Son, todos ellos, ejemplares que ha deseado de manera intensa y cuya compra planificó durante meses. Son ejemplares que estarán siempre con Enrique porque tienen un aura que les convierte en únicos. Ese Bravo Murillo ya no es un billete cualquiera; ni siquiera es tan relevante que su conservación sea XF45 o AU50: es el Bravo Murillo que adquirió cuando nació su niña. O esas 500 pesetas de 1907 ya no son cualquier cosa; ¡son únicas! ¡son las que le regalaron sus padres poco después de independizarse!

500 pesetas 1907.

Pero la joya de su colección es, sin ninguna duda, las 1.000 pesetas de 1907

Fue el día de su boda.
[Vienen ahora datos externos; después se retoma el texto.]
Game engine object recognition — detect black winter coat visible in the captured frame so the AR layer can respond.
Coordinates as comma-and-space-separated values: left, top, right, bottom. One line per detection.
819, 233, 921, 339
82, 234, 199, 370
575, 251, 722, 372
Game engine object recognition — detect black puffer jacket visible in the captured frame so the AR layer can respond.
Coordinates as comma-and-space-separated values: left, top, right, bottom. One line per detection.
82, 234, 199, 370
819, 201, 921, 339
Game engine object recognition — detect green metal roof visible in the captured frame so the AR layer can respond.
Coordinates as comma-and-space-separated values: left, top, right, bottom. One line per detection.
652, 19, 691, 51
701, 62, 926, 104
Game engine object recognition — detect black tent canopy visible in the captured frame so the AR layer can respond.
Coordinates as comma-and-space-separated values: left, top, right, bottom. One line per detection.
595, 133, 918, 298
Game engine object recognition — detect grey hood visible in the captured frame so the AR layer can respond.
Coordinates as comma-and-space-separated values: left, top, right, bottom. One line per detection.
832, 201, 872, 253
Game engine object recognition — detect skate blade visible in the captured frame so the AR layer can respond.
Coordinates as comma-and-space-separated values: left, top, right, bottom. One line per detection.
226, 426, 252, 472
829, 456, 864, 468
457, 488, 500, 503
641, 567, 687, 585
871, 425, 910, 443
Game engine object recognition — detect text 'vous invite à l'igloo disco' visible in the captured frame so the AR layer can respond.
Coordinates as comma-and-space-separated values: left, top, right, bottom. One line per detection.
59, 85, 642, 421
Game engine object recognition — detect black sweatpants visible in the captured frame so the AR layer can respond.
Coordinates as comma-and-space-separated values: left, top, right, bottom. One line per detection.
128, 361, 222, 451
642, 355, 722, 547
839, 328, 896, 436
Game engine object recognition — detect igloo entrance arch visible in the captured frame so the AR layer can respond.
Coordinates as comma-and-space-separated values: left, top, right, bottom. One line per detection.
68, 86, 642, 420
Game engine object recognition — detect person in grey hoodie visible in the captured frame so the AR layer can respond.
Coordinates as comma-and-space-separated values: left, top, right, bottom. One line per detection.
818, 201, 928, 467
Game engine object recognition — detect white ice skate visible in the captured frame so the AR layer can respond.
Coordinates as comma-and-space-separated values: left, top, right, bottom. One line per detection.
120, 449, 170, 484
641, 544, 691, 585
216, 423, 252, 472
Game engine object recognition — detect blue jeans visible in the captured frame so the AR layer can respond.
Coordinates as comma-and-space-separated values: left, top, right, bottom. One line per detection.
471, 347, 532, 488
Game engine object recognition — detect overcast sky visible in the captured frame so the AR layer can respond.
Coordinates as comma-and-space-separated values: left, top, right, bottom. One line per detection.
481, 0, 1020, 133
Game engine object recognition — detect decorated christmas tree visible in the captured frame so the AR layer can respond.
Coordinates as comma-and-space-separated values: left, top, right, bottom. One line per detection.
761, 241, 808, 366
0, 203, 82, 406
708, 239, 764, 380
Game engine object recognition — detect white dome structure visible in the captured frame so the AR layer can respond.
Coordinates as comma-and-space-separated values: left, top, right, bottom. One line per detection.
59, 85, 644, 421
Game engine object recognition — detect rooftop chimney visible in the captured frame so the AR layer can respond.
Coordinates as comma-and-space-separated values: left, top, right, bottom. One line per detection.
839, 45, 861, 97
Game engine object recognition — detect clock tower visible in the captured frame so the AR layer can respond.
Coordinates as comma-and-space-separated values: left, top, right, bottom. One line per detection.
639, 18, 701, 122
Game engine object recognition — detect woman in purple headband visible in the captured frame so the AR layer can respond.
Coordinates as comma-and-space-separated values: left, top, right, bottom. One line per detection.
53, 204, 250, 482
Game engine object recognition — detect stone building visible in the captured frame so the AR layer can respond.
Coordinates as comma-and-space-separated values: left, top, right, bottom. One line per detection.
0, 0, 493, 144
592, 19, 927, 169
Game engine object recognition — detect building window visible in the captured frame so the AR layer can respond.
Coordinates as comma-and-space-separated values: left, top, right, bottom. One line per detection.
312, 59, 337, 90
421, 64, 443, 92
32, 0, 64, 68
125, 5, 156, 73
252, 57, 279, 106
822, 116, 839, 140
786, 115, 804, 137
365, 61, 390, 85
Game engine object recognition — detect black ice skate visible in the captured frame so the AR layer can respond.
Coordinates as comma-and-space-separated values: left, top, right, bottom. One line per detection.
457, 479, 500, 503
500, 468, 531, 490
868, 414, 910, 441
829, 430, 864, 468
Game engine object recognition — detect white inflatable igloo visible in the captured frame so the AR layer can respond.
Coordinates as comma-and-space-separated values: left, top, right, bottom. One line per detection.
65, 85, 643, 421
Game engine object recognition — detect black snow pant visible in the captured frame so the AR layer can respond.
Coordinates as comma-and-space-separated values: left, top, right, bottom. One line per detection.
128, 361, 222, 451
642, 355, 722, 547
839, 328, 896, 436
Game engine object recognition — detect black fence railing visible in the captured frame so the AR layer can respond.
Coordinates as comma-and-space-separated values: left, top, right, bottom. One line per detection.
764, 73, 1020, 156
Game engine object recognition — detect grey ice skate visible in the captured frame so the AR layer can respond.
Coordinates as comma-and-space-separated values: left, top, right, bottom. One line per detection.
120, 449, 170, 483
Estaba con su mujer en el altar recién casados. Todavía no habían salido de la iglesia, ni les habían tirado arroz, ni siquiera habían firmado el acta de matrimonio junto con los testigos. Ahí estaba, de pie frente a todos sus familiares y amigos, cuando su mujer esbozó una sonrisa cómplice tras el velo. 

Se giró y recibió un sobre de la mano de su madre, cómplice en el entramado. “Para ti. Un regalo de tu mujer con mucho amor”, fue lo que dijo a Enrique mirándole a los ojos delante de toda la audiencia. Extrañado, Enrique abrió el sobre esperando encontrar alguna fotografía de ambos o algo parecido. Pero lo que asomó fue un flamante billete de 1.000 pesetas de 1907. 

Enrique se quedó mirando a su esposa con los ojos abiertos. Era una mirada de sorpresa y amor a la vez que interiormente se preguntaba cómo podría haberse permitido semejante dispendio. ¡Un billete así cuesta una fortuna para una mujer joven que apenas acaba de comenzar a trabajar! ¡Pero ella quiso regalarle su sueño notafílico para comenzar su matrimonio!

Le pasaron el micrófono y Enrique no pudo ni hablar. Apenas balbuceó un “gracias” antes de que se le saltasen las lágrimas, que fueron inmediatamente acompañadas por las de su esposa y por un sonoro y largo aplauso del público. 

Ya veis que Enrique tiene un billete verdaderamente único en su colección.

1.000 pesetas 1907.

Las imágenes que ilustran la entrada no forman parte de la colección de Enrique. Son billetes subastados por Ibercoin en diciembre de 2023 dentro de la colección Via Stellae

3 comentarios en “Billetes que representan hitos vitales”

  1. Muy buenas
    Todo eso me recuerda a la nostalgia….. empezar a coleccionar en mi caso aquellas pesetas que teniamos cuando eramos crios y ahora mi hija me mira como diciendo que eso es prehistórico.. pero son los que me iba con mis amigos, al cine, de copas y cosas así….

  2. En mi colección el billete que más cariño me suscita son 50 Ringgit malayos, ya que lo guardé tras el que ha sido el viaje de mi vida por la península de Malaca y Borneo. Los tengo más caros, más antiguos, más bonitos, con mayor valor histórico… pero ese es el que salvaría si me dieran sólo uno a elegir.